We find that the foregoing factual scenario is so strong as to indicate that the Berhows, although not the natural parents of Dawn, have a fundamental liberty interest in preserving their familial relationship with Dawn. See Art. I, § 9, Fla. Const. The facts suggest that the Berhows had legal custody of Dawn; that Dawn had lived with and been raised by the Berhows *373 for most of her life; that Dawn's natural mother desired that the Berhows raise Dawn, and that the natural father later acquiesced. Because of the fundamental interest that the Berhows have in preserving the familial relationship with Dawn, the Berhows not only had standing to move to vacate the lower court's adoption order, but considerations of procedural due process require that the Berhows should have received notice and an opportunity to have been heard prior to the court's approval of the Crows' petition to adopt Dawn Payne.

Moreover, we determine it to have been an abuse of discretion for the lower court not to have required the consent of the Berhows to the adoption of Dawn by the Crows. § 63.062(2)(a), Fla. Stat. (1979). Because the Berhows were not accorded notice of the hearing on the Crows' petition to adopt, we vacate the judgment of adoption as it relates to Dawn Payne. The Berhows have not demonstrated any constitutional interests in preserving a relationship with Carolyn Payne, and we leave the lower court's order granting the Crows' petition to adopt Carolyn in full force, affirming too the appealed order determining that the Berhows have no standing to move to vacate the order granting the Crows' petition to adopt Carolyn.

In determining the existence of a constitutional liberty interest, we note that a similar interest was found to exist in Drummond v. Fulton County Department of Family and Children's Services, 547 F.2d 835 (5th Cir.1977), wherein the court examined a case involving a foster child removed from the foster parents' custody by the state without a hearing. The court observed that the foster parents had established a fundamental liberty interest requiring notice and an opportunity to be heard. Id. at 851-855. The case was later considered by the court en banc, resulting in its receding from its former opinion. See Drummond v. Fulton County Department of Family and Children's Services, 563 F.2d 1200 (5th Cir.1977), cert. denied, 437 U.S. 910, 98 S.Ct. 3103, 57 L.Ed.2d 1141 (1978). In so holding, the court noted that the state from the outset had only given the foster parents "temporary" rights in the child; that the child had been with the foster parents for only a few years, and that the foster parents' rights were founded on a state statute that could have been repealed at any time. Id.; accord, Kyees v. County Department of Public Welfare of Tippecanoe County, 600 F.2d 693 (7th Cir.1979).

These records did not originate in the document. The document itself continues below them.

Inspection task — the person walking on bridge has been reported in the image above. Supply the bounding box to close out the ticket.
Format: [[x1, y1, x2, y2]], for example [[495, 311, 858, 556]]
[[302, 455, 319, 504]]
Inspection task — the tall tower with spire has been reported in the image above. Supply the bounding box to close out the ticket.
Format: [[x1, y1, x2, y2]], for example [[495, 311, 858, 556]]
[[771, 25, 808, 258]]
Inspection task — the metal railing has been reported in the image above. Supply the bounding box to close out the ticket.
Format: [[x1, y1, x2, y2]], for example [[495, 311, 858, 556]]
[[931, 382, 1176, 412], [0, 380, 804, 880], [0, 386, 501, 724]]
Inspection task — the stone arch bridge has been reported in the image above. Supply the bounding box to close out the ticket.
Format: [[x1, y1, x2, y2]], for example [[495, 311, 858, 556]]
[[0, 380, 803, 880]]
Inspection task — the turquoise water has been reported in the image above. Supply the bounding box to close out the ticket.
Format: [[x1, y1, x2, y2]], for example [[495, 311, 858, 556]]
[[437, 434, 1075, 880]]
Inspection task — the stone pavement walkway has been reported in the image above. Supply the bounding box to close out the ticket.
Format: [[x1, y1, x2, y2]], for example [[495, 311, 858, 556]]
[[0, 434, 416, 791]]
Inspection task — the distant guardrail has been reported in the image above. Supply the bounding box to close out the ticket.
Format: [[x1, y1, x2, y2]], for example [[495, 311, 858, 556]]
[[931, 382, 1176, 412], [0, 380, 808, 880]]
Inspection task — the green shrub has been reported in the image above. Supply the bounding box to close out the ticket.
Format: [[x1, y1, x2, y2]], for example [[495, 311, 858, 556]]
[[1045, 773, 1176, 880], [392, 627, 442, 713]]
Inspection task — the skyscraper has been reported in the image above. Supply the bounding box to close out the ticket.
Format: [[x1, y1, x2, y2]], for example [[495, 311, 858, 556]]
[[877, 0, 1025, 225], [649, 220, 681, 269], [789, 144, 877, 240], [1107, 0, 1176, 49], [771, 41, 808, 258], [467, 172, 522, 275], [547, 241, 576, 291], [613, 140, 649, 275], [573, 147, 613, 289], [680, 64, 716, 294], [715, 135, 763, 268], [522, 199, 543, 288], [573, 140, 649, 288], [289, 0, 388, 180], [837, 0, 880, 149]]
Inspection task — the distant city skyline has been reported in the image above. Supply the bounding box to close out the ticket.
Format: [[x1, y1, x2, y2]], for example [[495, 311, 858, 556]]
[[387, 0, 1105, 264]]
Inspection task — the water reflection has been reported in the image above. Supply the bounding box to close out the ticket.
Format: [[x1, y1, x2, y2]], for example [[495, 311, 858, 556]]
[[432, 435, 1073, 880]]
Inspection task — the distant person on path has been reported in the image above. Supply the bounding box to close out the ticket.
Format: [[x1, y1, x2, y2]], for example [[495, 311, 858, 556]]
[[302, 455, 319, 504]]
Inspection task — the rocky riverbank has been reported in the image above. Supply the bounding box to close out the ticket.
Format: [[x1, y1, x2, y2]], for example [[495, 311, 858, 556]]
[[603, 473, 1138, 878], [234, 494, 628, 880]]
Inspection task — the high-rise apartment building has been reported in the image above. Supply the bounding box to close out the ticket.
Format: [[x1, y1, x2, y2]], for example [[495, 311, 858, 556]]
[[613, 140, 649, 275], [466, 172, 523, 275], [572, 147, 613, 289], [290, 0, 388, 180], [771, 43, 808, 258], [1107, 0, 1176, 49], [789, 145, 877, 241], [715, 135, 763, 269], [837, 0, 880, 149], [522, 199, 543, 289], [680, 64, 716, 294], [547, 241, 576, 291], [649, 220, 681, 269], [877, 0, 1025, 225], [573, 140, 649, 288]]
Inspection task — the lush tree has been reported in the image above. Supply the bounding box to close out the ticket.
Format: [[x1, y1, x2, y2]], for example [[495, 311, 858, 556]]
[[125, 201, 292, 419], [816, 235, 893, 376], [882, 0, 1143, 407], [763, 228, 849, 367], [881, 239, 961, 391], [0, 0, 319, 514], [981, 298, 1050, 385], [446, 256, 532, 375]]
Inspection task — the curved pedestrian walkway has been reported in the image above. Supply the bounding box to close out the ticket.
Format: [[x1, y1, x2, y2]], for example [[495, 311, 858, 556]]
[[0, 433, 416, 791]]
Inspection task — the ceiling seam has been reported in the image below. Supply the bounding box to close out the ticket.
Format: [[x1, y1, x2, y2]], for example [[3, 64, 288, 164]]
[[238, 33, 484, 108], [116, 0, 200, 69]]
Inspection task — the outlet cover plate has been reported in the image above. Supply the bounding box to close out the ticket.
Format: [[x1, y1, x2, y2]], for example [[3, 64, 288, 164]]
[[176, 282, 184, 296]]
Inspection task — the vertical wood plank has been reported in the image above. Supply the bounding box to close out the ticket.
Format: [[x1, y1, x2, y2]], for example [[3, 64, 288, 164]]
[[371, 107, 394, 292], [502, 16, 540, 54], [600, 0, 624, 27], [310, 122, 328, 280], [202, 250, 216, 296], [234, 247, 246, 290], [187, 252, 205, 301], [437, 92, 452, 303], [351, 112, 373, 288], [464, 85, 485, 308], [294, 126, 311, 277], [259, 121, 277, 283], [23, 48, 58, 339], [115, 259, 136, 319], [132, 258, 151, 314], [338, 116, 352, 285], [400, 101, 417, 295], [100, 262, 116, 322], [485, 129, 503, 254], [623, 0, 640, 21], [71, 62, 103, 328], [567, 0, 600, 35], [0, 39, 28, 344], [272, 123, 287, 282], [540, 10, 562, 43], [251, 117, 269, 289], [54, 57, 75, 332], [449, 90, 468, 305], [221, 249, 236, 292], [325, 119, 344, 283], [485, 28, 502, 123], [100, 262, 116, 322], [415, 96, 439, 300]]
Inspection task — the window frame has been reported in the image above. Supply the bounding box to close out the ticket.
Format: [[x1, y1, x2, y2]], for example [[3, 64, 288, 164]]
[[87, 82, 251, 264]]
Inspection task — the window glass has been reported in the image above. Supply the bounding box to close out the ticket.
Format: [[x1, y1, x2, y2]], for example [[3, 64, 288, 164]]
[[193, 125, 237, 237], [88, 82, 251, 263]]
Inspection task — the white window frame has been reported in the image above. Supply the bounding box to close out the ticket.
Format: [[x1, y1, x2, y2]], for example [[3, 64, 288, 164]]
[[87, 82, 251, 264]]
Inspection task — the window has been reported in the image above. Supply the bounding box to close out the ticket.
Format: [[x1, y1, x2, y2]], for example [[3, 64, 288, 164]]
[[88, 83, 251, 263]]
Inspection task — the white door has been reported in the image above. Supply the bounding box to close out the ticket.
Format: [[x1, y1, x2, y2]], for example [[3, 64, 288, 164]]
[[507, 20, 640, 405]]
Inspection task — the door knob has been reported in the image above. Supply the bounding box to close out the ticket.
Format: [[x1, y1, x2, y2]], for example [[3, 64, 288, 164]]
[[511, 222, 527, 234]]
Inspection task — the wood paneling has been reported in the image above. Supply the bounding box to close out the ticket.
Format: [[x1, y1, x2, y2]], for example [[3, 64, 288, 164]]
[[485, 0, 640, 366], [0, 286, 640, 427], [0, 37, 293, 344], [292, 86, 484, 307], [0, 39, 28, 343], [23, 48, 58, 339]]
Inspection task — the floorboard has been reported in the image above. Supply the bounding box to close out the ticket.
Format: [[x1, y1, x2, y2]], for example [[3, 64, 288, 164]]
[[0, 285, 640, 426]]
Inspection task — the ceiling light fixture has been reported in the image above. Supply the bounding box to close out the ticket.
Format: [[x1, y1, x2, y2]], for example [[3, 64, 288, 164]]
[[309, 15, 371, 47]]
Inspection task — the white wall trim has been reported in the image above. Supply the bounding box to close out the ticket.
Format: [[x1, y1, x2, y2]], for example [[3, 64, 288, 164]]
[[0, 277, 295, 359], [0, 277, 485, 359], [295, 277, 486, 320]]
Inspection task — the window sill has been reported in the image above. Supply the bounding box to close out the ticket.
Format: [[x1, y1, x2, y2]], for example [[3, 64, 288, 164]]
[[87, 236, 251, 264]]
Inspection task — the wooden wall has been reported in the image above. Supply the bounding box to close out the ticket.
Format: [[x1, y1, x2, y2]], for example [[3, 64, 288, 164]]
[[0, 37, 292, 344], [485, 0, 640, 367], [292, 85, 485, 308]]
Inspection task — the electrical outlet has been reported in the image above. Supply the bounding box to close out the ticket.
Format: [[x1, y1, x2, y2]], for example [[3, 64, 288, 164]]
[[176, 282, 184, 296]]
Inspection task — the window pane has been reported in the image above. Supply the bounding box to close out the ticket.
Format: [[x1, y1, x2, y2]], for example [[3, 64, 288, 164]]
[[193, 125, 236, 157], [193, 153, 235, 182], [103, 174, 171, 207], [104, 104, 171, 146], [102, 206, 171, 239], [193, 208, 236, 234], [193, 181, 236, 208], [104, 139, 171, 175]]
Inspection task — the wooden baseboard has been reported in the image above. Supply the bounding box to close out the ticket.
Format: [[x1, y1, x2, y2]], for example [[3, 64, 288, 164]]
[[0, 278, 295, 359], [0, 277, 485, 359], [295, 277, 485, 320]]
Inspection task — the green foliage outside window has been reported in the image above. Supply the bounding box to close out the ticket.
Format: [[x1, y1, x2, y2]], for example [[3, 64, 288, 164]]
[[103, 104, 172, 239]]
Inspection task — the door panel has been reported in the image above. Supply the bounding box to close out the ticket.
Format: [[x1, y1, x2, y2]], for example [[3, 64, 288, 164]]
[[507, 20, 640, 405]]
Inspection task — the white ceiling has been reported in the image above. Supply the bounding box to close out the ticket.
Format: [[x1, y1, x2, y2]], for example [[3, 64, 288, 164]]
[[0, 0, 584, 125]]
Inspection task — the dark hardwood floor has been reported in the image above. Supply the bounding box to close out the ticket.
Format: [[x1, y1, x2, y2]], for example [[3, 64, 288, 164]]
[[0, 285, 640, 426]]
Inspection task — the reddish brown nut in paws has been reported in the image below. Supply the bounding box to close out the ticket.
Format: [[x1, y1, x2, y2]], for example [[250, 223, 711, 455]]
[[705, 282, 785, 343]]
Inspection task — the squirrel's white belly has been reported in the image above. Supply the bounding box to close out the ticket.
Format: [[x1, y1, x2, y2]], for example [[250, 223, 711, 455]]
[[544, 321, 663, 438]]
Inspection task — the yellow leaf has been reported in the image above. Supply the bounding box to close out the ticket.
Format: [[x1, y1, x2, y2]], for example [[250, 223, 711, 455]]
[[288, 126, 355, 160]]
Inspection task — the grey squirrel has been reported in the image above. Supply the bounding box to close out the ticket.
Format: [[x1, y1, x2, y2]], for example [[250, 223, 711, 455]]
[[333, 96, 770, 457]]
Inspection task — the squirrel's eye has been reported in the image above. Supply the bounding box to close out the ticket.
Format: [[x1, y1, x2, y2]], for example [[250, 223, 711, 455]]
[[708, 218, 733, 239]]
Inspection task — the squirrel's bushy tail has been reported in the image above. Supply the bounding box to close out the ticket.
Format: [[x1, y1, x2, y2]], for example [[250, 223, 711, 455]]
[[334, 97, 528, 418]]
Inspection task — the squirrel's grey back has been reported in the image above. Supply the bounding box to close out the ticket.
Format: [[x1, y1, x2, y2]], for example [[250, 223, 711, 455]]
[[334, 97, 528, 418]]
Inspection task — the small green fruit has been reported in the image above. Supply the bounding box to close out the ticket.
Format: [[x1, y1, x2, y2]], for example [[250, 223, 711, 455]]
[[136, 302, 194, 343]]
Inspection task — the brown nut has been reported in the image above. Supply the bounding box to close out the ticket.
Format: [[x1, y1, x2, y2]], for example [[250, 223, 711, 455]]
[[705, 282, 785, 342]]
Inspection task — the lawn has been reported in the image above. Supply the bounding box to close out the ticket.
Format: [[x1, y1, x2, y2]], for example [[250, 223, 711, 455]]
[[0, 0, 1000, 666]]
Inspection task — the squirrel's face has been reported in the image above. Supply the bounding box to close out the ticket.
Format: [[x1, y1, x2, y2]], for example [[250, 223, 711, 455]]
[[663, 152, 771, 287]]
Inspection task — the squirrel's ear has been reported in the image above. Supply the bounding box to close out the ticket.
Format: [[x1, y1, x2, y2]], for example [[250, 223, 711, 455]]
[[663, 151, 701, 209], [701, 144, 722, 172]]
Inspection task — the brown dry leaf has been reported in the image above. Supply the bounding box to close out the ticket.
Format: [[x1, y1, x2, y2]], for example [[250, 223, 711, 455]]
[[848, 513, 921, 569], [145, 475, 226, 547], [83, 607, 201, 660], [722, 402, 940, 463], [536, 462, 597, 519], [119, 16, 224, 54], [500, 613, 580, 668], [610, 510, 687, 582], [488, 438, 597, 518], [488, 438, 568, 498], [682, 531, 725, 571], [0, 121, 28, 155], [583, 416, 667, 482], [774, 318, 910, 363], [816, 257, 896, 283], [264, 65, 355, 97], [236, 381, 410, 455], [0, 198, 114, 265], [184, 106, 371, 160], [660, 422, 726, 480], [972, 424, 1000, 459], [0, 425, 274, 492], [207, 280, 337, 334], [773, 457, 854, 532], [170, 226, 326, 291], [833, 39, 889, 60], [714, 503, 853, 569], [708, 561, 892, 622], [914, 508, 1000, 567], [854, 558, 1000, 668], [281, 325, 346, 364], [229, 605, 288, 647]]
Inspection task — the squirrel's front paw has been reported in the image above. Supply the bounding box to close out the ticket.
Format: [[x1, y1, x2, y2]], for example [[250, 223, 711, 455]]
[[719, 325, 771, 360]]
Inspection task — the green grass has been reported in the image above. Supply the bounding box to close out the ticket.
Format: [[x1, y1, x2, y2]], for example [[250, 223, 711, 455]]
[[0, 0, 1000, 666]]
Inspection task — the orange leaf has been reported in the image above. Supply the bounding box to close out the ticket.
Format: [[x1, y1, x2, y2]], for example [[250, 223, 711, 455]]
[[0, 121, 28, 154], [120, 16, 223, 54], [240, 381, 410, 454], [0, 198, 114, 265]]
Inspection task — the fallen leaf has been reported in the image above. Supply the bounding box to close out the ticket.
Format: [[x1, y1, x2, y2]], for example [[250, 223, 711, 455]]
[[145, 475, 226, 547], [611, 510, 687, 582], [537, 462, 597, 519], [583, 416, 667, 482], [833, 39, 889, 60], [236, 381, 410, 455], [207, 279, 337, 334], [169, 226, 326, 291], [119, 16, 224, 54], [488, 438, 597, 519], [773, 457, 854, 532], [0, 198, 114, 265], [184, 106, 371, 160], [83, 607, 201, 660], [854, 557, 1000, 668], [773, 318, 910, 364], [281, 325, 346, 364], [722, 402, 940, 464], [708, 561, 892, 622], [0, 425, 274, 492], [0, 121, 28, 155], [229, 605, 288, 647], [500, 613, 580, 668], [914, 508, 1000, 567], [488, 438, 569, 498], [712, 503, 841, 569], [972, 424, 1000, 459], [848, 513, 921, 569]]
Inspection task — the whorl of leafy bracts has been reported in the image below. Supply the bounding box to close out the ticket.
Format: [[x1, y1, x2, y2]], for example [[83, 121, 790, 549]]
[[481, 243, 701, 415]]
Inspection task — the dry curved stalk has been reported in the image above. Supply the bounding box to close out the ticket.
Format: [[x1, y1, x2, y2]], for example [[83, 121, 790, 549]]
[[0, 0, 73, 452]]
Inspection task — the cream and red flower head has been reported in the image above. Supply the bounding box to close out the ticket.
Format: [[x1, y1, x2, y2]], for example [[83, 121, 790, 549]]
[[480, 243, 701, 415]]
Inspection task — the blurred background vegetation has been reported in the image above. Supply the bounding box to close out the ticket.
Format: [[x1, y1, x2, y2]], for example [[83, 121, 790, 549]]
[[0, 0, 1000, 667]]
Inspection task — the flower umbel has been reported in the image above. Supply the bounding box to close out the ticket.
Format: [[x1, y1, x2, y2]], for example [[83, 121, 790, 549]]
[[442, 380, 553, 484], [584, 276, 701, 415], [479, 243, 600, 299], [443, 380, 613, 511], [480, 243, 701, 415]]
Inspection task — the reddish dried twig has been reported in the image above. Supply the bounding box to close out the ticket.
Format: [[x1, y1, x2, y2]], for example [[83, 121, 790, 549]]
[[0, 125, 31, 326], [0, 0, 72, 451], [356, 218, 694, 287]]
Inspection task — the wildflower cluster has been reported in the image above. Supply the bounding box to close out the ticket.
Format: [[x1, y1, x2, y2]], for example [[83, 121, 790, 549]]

However, in reversing Drummond I, the court placed a significant caveat upon its determination, stating: "It needs noting that this conclusion does not necessarily control every `foster family' situation, but only those in which a child placement agency charged with the custody of a child, places that child for temporary care. Other situations will have to be addressed on a case by case basis." Drummond, 563 F.2d at 1207. The case at bar represents a situation in which the child was placed by the natural mother — not the state — in the care of the foster parents for more than merely temporary care. Given such circumstances, we conclude on this record that the Berhows have demonstrated a due process liberty interest in maintaining their close family relationship with Dawn.